Tuesday, August 4, 2009

Cash For Clunkers: Policy or Marketing?

The Cash for Clunkers Program has burst out of the blocks. It was meant to run from July 1, 2009 to November 1, 2009, but ran out of money in less than a week. This may be too successful.

Cash for Clunkers is really just a government funded version of the old standby for spurring auto sales: incentives. Instead of coming from the auto makers, it comes from, well, you, me and all other U.S. taxpayers. Its popularity stems from the fact that car buyers are addicted to incentives offers, and tend to hold off buying until someone waves a big rebate at them. Cash for Clunkers was the waving cape that made this bull charge.

Cash for Clunkers is a bit strange when viewed as government policy. It benefits those who can afford to buy new cars. Granted, the government subsidy is either $3,500 or $4,500. But the average new car costs somewhere around $28,000. So a subsidized purchase is probably going to be in the low to mid-20s, on average. Most of the people who can afford to pay this much for a car will be making $60,000, $70,000 or more per year. They're the folks who have borrowing power or the savings to spend this much on a car. In other words, Cash for Clunkers is likely to be mostly a subsidy for people close to or in the upper middle class.
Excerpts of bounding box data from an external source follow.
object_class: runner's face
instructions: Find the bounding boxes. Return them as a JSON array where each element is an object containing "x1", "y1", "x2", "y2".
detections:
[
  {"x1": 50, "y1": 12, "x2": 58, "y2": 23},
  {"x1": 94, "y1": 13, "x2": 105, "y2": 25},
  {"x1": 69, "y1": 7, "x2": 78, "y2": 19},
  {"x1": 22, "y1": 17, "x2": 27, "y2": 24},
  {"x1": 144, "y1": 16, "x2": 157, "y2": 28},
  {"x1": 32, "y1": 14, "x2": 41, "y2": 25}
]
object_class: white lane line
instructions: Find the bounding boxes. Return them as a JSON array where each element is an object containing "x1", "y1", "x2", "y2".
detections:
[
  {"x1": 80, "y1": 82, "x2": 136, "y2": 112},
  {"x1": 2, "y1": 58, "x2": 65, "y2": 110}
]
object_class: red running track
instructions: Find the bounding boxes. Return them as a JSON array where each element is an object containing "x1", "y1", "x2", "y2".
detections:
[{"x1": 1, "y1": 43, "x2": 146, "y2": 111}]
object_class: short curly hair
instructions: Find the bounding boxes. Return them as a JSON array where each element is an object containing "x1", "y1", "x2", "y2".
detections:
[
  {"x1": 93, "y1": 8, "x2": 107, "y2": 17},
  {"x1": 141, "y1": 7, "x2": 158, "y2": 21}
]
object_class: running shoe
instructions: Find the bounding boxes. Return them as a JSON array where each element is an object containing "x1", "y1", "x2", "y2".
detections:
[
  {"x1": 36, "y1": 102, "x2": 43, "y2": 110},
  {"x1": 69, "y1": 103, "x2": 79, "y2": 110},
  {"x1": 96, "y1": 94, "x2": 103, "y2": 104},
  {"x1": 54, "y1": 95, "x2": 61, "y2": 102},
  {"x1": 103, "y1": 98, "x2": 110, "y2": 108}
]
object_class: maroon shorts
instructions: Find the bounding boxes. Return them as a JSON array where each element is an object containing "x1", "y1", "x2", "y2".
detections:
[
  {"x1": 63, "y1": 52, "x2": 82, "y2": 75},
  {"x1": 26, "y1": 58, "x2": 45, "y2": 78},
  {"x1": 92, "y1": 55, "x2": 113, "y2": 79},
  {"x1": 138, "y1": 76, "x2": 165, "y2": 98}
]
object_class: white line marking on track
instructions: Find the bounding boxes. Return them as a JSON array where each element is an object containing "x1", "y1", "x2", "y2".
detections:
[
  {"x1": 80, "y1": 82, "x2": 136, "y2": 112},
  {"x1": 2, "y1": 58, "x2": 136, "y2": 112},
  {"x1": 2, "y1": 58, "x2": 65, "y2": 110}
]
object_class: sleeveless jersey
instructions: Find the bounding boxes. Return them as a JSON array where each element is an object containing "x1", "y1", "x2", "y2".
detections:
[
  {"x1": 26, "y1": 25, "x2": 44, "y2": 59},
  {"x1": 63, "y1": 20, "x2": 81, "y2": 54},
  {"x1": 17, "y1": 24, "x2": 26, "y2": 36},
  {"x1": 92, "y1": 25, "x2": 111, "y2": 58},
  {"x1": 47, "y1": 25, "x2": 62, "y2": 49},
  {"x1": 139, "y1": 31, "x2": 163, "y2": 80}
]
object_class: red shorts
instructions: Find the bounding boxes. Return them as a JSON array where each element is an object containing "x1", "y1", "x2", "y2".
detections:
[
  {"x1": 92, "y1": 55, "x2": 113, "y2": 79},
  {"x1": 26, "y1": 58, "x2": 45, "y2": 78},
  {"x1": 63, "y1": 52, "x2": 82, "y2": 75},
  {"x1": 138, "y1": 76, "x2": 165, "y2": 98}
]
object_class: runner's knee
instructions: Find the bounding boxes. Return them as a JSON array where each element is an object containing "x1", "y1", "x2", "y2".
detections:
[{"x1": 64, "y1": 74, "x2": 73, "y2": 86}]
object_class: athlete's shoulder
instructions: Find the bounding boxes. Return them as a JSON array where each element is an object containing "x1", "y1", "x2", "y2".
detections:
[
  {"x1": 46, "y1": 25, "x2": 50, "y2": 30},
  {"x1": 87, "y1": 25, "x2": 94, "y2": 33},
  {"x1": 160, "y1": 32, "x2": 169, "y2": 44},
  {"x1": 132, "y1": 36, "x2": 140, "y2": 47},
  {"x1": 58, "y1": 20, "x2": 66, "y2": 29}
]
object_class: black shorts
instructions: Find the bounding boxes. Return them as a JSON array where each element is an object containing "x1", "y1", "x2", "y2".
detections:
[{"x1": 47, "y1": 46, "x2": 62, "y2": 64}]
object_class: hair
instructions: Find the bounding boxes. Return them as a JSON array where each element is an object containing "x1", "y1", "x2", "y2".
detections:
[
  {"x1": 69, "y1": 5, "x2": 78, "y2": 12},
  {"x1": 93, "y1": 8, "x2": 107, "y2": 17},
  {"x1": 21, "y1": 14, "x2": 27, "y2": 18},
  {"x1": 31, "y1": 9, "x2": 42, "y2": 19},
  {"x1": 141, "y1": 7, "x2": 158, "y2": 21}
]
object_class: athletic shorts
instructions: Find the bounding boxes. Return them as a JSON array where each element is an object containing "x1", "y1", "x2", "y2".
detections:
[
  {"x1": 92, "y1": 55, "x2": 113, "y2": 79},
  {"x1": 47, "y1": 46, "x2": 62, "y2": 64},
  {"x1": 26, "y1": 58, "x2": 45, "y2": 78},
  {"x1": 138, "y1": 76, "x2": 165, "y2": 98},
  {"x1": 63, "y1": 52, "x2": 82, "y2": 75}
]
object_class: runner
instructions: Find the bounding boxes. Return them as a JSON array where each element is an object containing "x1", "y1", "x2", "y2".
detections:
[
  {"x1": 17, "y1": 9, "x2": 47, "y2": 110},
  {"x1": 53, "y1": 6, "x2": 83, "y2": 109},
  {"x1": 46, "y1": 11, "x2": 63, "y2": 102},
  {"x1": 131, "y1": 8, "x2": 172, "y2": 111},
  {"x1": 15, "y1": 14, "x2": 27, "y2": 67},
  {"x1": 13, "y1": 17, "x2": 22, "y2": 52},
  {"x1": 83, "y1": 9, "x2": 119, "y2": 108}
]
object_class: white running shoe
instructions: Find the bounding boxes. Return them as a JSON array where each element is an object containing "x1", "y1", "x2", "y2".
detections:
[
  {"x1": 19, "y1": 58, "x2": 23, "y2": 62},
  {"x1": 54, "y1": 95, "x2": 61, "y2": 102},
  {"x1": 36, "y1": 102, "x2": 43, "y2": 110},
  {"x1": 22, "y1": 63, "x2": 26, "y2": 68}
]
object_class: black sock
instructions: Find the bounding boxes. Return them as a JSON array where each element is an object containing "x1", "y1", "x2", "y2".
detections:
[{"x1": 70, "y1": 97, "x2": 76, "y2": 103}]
Since they generally would be able to afford a new car anyway, Cash for Clunkers may simply give them some cash, or a nicer (read, probably larger) car than they would have bought without the government largess.

The stated purpose of Cash for Clunkers is to get car sales moving and improve the mileage of cars on the road. By all indications, it is doing that. But it is just a variation, and a highly successful one, of the traditional auto sales incentives programs that have become essential to car sales. Now that the auto makers are struggling financially, will they and their employees henceforth turn regularly to the federal government for more incentive programs? The problem with really successful government handouts is that they are incredibly difficult to eliminate (see agricultural subsidies, which also tend to go to the relatively well off, for further information). And car buyers have learned that it pays to patiently drive the old heap until someone--the car makers, or now perhaps the government--sticks some moola in their hands to make them buy.
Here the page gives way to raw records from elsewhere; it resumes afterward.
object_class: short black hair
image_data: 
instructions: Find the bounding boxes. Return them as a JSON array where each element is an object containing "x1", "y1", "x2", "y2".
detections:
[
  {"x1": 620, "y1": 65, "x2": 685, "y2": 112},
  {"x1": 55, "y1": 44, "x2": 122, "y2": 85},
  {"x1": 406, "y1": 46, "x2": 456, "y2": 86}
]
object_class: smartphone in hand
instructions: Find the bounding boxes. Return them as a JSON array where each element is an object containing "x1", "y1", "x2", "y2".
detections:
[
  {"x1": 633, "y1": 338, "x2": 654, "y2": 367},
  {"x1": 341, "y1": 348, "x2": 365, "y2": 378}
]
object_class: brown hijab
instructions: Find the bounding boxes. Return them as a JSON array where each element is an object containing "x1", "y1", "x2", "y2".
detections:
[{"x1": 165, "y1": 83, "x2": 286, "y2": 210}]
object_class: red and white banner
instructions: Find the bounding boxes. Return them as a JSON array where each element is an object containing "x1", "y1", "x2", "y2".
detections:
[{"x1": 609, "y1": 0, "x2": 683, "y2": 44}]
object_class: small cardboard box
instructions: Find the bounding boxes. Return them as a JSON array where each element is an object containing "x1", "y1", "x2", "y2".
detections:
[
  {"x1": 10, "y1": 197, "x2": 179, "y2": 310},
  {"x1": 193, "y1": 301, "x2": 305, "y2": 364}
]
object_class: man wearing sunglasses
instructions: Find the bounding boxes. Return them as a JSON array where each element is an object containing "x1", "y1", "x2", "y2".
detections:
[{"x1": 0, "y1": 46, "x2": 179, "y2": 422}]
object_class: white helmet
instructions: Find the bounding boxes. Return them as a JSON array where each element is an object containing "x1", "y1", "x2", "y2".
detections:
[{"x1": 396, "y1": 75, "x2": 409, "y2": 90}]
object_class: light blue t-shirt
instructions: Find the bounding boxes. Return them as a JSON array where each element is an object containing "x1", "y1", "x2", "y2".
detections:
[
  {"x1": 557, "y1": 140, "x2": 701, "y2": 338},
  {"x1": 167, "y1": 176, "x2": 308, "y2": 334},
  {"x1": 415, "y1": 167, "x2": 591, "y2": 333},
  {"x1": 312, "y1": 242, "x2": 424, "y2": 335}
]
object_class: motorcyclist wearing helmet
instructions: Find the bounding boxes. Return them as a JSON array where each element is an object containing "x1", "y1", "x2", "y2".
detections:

The government is boxed into a corner on this issue. With a handful of large financial institutions slobbering at the federal trough for trillions of dollars of subsidies and bailouts, it's hard to deny the auto companies a couple more billions for Cash for Clunkers. And, if late this year or early next year, the economy is still stagnating and the car companies want an additional two or three billion, could they fairly be turned away? After all, federal subsidies have made it possible for banks to pay multiple billions in employee bonuses. Can the government say no to a car incentive program that costs less than Goldman Sachs' bonus pool this year? One thing is for sure: the buyers will be waiting.

1 comment:

OSR said...

One other thing is for certain: Any company that uses scrap metal as a precursor, just scored the mother of all subsidies. So far, the market hasn't figured this out yet.